As recent systems mostly rely on machine learning techniques, their performance
is based on the size and quality of given training data. This data is expensive
and cumbersome to create because usually experts annotate corpora manually to
achieve high quality data. As a result, these data sets often lack coverage, are not
up to date and are not available in many languages.
To overcome this problem, semi-automatic methods for resource construction
from other available sources were deployed. One of these sources is Wikipedia,
a free collaboratively created online encyclopedia, which was explored for several
NLP tasks over the last years. Although it is not created by linguists, meta
information about articles such as translations, disambiguations or categorisations
are available. In addition, Wikipedia is growing fast: it is available in more than
260 languages and contains more than three million articles in the English version.

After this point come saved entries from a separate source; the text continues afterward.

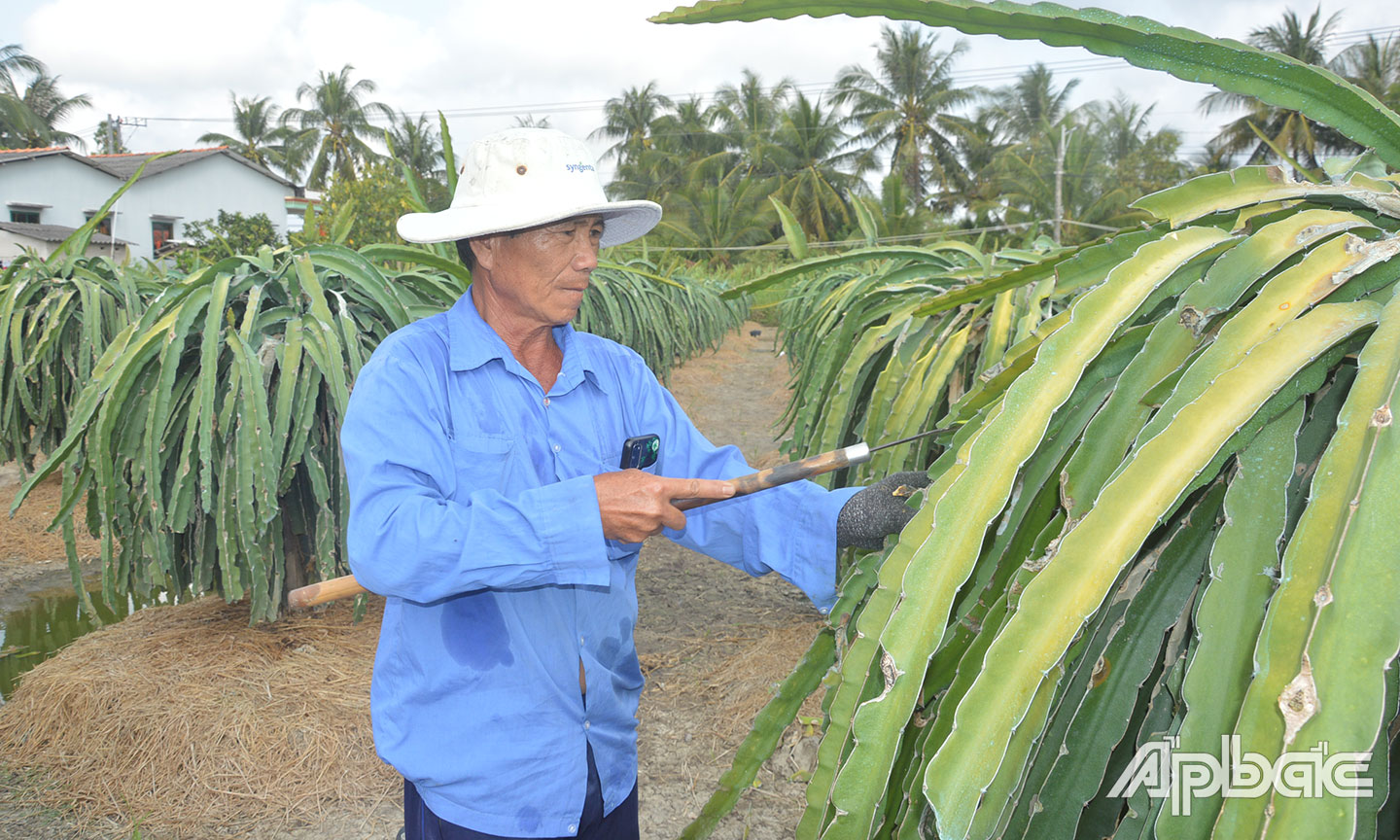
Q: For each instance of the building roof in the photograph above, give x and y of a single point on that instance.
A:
(53, 232)
(9, 156)
(123, 165)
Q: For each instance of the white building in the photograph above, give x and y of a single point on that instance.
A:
(18, 237)
(57, 187)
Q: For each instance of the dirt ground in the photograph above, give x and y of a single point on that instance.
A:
(712, 640)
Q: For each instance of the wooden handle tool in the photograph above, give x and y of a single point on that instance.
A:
(775, 476)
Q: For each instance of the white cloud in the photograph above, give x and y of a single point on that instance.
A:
(181, 59)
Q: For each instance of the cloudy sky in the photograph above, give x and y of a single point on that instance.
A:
(486, 62)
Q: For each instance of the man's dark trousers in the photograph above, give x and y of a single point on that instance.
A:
(420, 823)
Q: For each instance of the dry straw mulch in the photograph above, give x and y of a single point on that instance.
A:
(732, 690)
(191, 722)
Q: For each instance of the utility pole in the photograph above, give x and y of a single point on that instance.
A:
(1059, 185)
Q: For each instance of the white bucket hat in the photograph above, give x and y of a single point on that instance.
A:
(522, 178)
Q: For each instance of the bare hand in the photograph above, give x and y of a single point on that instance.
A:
(636, 505)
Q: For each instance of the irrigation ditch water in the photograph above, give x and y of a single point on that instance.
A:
(52, 620)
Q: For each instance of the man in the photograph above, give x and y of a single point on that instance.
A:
(482, 451)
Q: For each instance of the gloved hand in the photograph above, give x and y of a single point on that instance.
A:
(877, 511)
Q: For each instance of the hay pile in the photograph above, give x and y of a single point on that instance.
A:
(188, 719)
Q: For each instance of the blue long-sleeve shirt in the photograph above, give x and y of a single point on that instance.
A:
(473, 511)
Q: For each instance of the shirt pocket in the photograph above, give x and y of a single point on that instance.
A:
(483, 462)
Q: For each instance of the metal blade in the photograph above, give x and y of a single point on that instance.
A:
(913, 438)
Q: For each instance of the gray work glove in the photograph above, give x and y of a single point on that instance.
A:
(877, 511)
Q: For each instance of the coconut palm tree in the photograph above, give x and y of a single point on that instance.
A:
(1030, 104)
(1298, 136)
(258, 136)
(13, 57)
(750, 115)
(1375, 66)
(417, 145)
(818, 177)
(29, 118)
(340, 118)
(906, 107)
(627, 121)
(1091, 199)
(718, 215)
(678, 140)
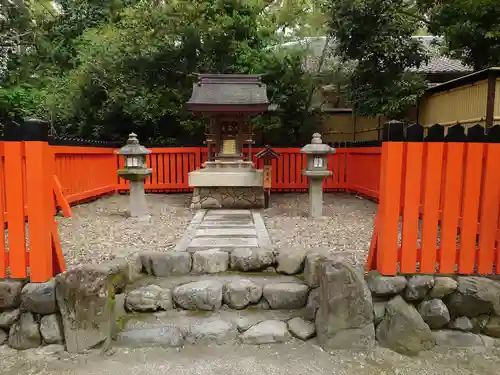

The structural features, its size and multilingual availability provide a suitable
base to derive specialised resources that can be used as training data for ma-
chine learning. One of them is HeiNER – the Heidelberg Named Entity Resource
(Wentland et al., 2008). HeiNER contains a huge multilingual collection of named
entities including their contexts taken from Wikipedia. However, there is one dis-
advantage: it has no knowledge of which type its named entities are. Hence, the
idea of this thesis is to add the named entity types Person, Organisation, Location
and Miscellaneous to HeiNER’s entries.
Wikipedia’s Category system is utilised to solve this problem. We identify
categories that unambiguously match a named entity type in order to classify
all articles found in them automatically. Counting the categories of these new
classified articles results in named entity type vectors that are used to classify the
yet unlabelled named entities that are members of HeiNER.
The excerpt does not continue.